From Knowledge to Action: A Panoramic Analysis of LLM Hackathon Results in Materials Science and Chemistry for 2025

This article systematically analyzes community projects from the 2025 LLM Hackathon in materials science and chemistry, identifies two major application paradigms—knowledge infrastructure and action systems, reveals the evolutionary trend from single tools to multi-agent workflows, and provides a practical classification framework for understanding LLM applications throughout the full lifecycle of scientific research.

Large Language Models (LLMs) are permeating the entire chain of scientific discovery, from literature retrieval to hypothesis generation. The first 2025 LLM Hackathon in materials science and chemistry provides a unique window to observe LLM applications, with global teams submitting dozens of innovative projects that demonstrate the diverse uses of LLMs in traditional scientific fields.

Knowledge Infrastructure

Core tasks include structuring, retrieving, synthesizing, and verifying scientific information, focusing on static knowledge. Typical applications include intelligent literature review systems, knowledge graph construction tools, hypothesis verification assistants, and multilingual scientific translation. Their characteristics are enhancing information acquisition capabilities, acting as an 'external brain' rather than 'hands'.

Action Systems

The goal is to execute, coordinate, or automate scientific work, intervening in dynamic research processes. Typical applications include experimental design optimizers, computational workflow orchestration, laboratory automation interfaces, and real-time data analysis pipelines. Their characteristics are blurring the boundary between cognition and action, shifting from 'advisors' to 'executors'.

Rise of Multi-Agent Architecture

Adopting multi-agent division of labor and collaboration, such as retrieval, reasoning, tool use, and verification agents, each focusing on tasks they excel at to achieve complex goals.

RAG as Foundational Infrastructure

Retrieval-Augmented Generation (RAG) has evolved from an optional optimization to a core component, meeting the strict requirements for accuracy and traceability in scientific fields.
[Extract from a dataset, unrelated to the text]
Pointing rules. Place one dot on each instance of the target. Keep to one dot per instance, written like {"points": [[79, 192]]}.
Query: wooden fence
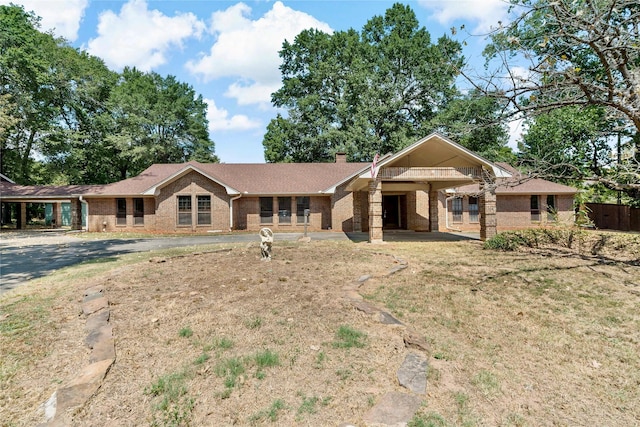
{"points": [[614, 217]]}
Persistent Structured Knowledge Representation

Persisting reasoning results into structured forms like knowledge graphs improves verifiability, reusability, composability, and incremental update capabilities.

Visual Understanding Capabilities

Combining computer vision with LLMs to recognize microstructures from SEM images, analyze crystal structures from XRD patterns, and extract phase boundary data from phase diagrams.

Multilingual Scientific Literature Processing

Automatically translating non-English literature while maintaining terminological accuracy, extracting key findings for localization, and building multilingual knowledge retrieval systems to break language barriers.

Dimension	Description	Example
Knowledge Depth	Processing surface-level information or deep knowledge	Keyword retrieval vs. Mechanistic reasoning
Action Capability	Ability to influence the physical world	Pure information retrieval vs. Experimental control
Autonomy	Amount of human intervention required	Auxiliary tool vs. Autonomous agent
Verifiability	Whether output can be independently verified	Black-box generation vs. Traceable citation
Collaboration Mode	Interaction method with human researchers	Q&A interface vs. Workflow integration
This framework helps position projects, identify improvement directions, and facilitate comparative learning.

Key Challenges

• Tension between accuracy and creativity: Limited ability to generate novel hypotheses
• Interpretability and credibility: Need to improve reasoning transparency
• Data quality and bias: Publication bias in literature may be amplified
• Computational cost and sustainability: High cost of large LLM calls

In the future, there is a need to balance accuracy and creativity, enhance interpretability, mitigate data bias, and optimize model efficiency.

The 2025 Hackathon marks a turning point in AI applications in materials science and chemistry, where LLMs have evolved from general-purpose conversational assistants to composable scientific reasoning infrastructure. Core features include shifts from Q&A to workflows, single-modality to multimodality, information to action, and general-purpose to domain-specific. Although challenges exist, the direction is clear—LLMs will accelerate scientific discovery and change the way researchers interact in the future.